Mesmo com o potencial conflito com os eleitores do pré-candidato Fernando Haddad (PT) para o governo paulista, França acredita que sua candidatura poderia fortalecer a influência de Lula em nível nacional.

“Desde o começo, informei que o presidente Lula teria que decidir essa questão. Esta semana, terei a conversa com ele para avaliarmos as opções. Podemos inclusive optar pela minha candidatura ao governo”, afirmou França em entrevista ao GLOBO.

Sobre a possibilidade da candidatura impactar adversamente Haddad, o ministro admite que a disputa poderá dividir votos, mas reforça que sua participação contribuiria para dar mais voz à ala centro-esquerda nas eleições do estado.

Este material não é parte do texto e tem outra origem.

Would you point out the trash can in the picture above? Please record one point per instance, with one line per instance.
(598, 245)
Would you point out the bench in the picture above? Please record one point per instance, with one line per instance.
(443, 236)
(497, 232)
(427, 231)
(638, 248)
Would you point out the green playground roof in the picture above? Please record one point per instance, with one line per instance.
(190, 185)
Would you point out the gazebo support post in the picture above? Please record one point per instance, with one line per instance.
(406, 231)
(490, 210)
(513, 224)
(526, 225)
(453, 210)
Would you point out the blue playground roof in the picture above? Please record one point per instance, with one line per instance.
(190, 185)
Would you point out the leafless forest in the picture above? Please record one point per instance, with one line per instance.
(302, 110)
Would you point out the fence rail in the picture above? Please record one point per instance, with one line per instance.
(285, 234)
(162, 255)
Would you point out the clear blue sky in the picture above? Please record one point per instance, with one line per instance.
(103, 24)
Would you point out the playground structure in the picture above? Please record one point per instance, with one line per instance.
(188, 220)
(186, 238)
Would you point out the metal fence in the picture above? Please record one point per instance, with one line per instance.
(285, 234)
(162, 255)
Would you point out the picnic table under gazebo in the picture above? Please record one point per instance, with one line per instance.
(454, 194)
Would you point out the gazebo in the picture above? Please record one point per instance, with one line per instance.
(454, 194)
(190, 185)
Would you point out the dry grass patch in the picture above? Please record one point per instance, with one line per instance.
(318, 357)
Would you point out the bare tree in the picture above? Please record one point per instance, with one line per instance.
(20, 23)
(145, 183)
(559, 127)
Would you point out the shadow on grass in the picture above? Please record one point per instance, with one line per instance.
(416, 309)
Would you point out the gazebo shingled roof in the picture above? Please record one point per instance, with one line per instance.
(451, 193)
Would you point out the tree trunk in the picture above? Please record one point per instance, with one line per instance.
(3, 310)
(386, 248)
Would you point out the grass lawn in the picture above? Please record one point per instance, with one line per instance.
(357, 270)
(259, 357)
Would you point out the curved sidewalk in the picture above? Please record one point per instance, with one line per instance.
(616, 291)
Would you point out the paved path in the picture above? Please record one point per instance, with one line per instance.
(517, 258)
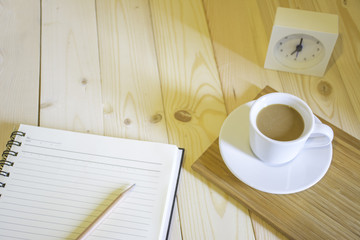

“Minha candidatura não seria contra o Haddad, mas sim uma opção que estimula o debate político. Já existem emissoras que agendaram debates para o primeiro turno, mas eles só acontecem se houver pelo menos dois candidatos com mais de 5% das intenções de voto. Se restarem dois candidatos e um não participar — como o Tarcísio provavelmente não vai —, o debate não ocorre. Portanto, a presença de dois candidatos fortalece esse processo”, explicou França.

Outra alternativa seria que França assumisse a vice na chapa de Haddad, porém o ministro prefere que essa vaga seja ocupada por uma mulher, preferencialmente fora da política tradicional.

“Se Haddad for confirmado como nosso candidato, penso que ele deveria buscar uma mulher, de preferência uma empresária que não seja da política, para agregar ao grupo. O debate sobre pautas femininas é muito atual e relevante eleitoralmente. A chapa adversária, liderada por Tarcísio, é composta basicamente por homens, por isso seria importante mostrar equilíbrio”, ressaltou o ministro do PSB.

Sobre Geraldo Alckmin, que tem sido cogitado como vice na chapa presidencial de Lula, França reforçou o que o entorno do ex-governador já sinalizava: ou ele aceita a vice, ou prefere não concorrer. Segundo o ministro, Lula ainda pode convencê-lo a mudar de ideia.

Alckmin me disse que, se não for vice, vai se dedicar à sua cidade natal, Pindamonhangaba, e continuará ajudando na campanha como puder, mas não tem intenção de concorrer a outro cargo. Sempre digo que quem não quer ouvir o Lula, não vai conseguir convencê-lo”, comentou França.

Márcio França acredita que Alckmin poderia ajudar Haddad em São Paulo, mesmo participando da chapa presidencial, ajudando a diminuir a rejeição que o PT tem no interior do estado. No entanto, nessa situação, ele próprio não poderia disputar o governo como deseja.

Alckmin conhece São Paulo como ninguém: visitou 10 vezes as 645 cidades do estado, sabe o nome dos comerciantes, onde ficam suas lojas e até o gosto do café que eles servem. Ele é fundamental para ajudar Haddad. Contudo, se eu decidir ser candidato, espero contar com o apoio dele”, concluiu o ministro.